Nalivka: Meat Industry Disruption

Workers at a pork processing facility
Workers at a pork processing facility
(USDA)

The opinions in this commentary are those of John Nalivka, president of Sterling Marketing, Inc., Vale, Ore.

Plant closings and slowdowns are major symptoms of meat and poultry industries’ disruption as the result of COVID-19.  In addition to slaughtering and processing livestock and poultry, also critical to the supply chain, are distribution and livestock production.  The meat industry requires all parts to be running smoothly.  To say that the industry has been disrupted is an understatement.   A more ample description might be akin to putting red meat supply and demand in a blender on high speed.  We are now anxiously awaiting to having that blender shut off!  

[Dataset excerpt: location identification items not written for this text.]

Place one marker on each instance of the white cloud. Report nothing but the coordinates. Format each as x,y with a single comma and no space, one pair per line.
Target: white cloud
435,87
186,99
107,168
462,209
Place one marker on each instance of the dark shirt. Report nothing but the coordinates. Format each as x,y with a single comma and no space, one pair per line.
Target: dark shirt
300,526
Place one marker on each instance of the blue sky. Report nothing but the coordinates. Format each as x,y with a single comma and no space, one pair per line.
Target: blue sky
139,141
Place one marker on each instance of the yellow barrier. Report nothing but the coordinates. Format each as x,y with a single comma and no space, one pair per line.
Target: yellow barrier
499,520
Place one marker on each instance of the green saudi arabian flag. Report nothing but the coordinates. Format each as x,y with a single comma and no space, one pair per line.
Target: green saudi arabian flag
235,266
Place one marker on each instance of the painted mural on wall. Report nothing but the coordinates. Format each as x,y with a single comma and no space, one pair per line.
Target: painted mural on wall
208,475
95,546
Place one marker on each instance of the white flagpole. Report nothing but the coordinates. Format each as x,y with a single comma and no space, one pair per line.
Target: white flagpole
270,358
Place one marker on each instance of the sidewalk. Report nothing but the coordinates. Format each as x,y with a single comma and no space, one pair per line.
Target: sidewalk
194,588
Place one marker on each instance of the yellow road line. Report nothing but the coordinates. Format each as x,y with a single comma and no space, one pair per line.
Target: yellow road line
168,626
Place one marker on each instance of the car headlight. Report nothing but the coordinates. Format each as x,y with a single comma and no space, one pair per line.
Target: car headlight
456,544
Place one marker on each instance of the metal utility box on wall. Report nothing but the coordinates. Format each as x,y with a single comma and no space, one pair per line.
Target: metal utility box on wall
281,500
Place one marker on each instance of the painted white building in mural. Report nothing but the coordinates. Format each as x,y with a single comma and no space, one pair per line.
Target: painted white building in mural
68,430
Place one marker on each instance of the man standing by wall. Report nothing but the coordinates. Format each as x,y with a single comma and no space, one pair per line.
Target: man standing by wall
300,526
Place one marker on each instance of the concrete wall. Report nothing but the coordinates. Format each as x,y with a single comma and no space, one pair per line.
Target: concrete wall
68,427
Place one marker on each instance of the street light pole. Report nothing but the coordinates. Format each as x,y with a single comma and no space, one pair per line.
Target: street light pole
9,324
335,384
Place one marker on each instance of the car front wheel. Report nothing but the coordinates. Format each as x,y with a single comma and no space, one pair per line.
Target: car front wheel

It will likely take several months to get all of the supply and demand components back to what might be considered “normal,” but a meat shortage is not likely.  We will still produce about 100 billion pounds of total red meat and poultry this year with well over 27 billion pounds of beef and 29 billion pounds of pork - both records. This is why exports have been so critical. 

Currently, 7% of fed cattle capacity is not operating and one plant accounting for another 4% was reduced to one shift in a production slowdown.  Cow slaughter was reduced 5% with operations temporarily ceased for 2 weeks at a major cow plant and a processing plant was closed.  A major pork plant was closed indefinitely and one temporarily – together accounting for 6% of total capacity.  Packer capacity is largely a regional issue, and when a plant closes the immediate impact is on the feedlots shipping cattle to that plant or a hog producer shipping hogs to a regional plant.  In the numbers, we see that impact in the weekly slaughter which is down sharply.

Once, we get COVID-19 safely behind us, get supply chains (beginning with the packers) back to some semblance of normal, and create the opportunity to reopen the economy, the dynamics will change.  There are plenty of cattle and weights will increase with the current slowdown with packers, so production will ultimately prove to be ample and not short as would seem to the case currently.  Again, all parts have to be up and running – smoothly.   

On the demand side, it will take some time to get things going again once we do have COVID-19 behind us.   It may be obvious, but it will take customers to once again sit down in restaurants. This is significant consumer demand and for most restaurants, it will take time to get people back.   The blender has shaken things up with regard to behavior.  Some behaviors will likely not return to the way “things used to be.”  And, there is the issue of how much meat have people put in the freezer and the really critical issue of money.  People have to get back to work and I am not sure what that will look like initially.  To say this has created economic havoc on many people’s lives would be an understatement and it will likely be year-end before things are almost normal.